= Indiana Naval Militia =

Naval militia of Indiana

The Indiana Naval Militia (INM) is the currently inactive naval militia of Indiana. Along with the Indiana National Guard and the Indiana Guard Reserve, the Indiana Naval Militia is a component of the military forces of Indiana. Like the members of the National Guard, the Navy Reserve and Marine Corps Reserve personnel who make up the membership of the various naval militias have a dual federal and state status, operating as a part of their state's military forces unless called into federal service, at which time they are relieved from their state obligations and placed under federal control until they are released from active service. However, unlike the National Guard, which is activated and deployed as an entire unit, naval militia personnel are activated as individuals and deployed within the ranks of their respective reserve components. Therefore, only members of the naval militia are activated under federal service, while the naval militia itself is never federalized as a unit.

==History==
The Indiana Naval Militia was first organized on 7 August 1909. The members of the First Battalion, Indiana Naval Militia were students at the Culver Military Academy who were nonetheless given full military status and participated in drills with naval militia from other states, serving aboard the during a drill in 1914. However, after the passage of a Naval Militia bill on 16 February 1916, the unit was mustered out of service due to the young ages of its members.
The Indiana Naval Militia was re-established in 1927, and by 1929 had established units in Indianapolis and Michigan City.

==Personnel==
Naval militias are partially regulated and equipped by the federal government, and therefore membership requirements are partially set according to federal standards.

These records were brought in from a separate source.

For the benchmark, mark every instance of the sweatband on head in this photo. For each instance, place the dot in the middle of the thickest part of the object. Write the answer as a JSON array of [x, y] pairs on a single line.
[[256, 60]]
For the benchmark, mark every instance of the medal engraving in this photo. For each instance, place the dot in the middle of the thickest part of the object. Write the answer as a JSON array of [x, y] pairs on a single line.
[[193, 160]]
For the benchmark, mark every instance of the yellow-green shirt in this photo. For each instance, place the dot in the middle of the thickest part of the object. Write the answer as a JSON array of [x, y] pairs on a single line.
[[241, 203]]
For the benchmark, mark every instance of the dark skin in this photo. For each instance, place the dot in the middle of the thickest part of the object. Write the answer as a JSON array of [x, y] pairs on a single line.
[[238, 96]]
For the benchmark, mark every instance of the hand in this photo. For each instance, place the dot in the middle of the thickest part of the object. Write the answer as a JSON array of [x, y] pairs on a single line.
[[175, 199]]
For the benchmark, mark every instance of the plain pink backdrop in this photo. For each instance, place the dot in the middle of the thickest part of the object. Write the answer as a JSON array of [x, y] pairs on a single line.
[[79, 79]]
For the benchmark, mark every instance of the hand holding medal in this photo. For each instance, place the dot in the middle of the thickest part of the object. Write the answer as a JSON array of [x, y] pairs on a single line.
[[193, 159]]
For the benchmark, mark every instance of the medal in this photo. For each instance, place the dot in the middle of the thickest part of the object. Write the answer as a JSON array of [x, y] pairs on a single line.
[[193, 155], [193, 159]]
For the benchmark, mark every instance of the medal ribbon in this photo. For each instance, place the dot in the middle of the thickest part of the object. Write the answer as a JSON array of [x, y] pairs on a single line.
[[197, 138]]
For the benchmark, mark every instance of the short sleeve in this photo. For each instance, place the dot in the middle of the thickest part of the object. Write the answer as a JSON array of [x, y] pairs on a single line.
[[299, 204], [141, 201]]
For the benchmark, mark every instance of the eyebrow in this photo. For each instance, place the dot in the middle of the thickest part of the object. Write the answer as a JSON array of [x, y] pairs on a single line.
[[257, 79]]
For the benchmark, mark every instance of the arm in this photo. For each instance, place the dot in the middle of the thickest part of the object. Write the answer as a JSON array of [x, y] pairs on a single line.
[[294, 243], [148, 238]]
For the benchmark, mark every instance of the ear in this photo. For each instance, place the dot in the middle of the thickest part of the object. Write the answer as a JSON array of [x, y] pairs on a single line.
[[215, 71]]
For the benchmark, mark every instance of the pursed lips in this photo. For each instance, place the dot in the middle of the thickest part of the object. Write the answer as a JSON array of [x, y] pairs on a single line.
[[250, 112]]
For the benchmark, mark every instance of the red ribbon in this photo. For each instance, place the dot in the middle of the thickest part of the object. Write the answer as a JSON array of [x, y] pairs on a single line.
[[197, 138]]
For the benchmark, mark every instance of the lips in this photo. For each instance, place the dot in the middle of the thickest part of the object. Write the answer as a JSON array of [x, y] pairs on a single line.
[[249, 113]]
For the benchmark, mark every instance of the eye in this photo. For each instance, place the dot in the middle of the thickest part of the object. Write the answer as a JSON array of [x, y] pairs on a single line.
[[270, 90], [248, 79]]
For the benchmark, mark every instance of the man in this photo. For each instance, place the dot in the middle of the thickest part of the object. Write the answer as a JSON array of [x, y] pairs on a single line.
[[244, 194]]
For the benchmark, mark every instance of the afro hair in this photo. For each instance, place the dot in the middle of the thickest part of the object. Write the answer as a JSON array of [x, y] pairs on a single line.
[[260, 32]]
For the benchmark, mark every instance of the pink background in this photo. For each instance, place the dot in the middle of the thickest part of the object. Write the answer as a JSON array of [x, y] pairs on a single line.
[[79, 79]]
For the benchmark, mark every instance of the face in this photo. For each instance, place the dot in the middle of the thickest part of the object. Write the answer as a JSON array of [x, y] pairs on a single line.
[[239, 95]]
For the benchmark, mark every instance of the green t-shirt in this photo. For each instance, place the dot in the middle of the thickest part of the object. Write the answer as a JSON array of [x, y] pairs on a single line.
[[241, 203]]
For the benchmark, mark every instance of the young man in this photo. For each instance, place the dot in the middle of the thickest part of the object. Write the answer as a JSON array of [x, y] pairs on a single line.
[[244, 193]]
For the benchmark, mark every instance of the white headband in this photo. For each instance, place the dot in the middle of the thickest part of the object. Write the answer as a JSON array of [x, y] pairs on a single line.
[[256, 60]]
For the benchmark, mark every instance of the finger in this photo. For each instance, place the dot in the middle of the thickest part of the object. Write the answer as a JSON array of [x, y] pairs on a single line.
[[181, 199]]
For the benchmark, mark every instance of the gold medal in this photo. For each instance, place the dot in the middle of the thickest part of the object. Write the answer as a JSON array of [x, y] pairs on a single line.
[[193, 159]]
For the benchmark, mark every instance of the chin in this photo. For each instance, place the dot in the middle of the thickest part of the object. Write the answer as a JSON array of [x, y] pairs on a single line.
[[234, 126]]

Under 10 U.S. Code § 7854, in order to be eligible for access to "vessels, material, armament, equipment, and other facilities of the Navy and the Marine Corps available to the Navy Reserve and the Marine Corps Reserve", at least 95% of members of the naval militia must also be members of the United States Navy Reserve or the United States Marine Corps Reserve.

==Legal status==
Naval militias of U.S. states are recognized by the federal government of the United States under 10 U.S. Code §7851. Indiana law also recognizes the Indiana Naval Militia as a component of the military forces of Indiana. Therefore, an act of legislature by the Indiana General Assembly or an executive order from the governor of Indiana could return the Indiana Naval Militia to active service.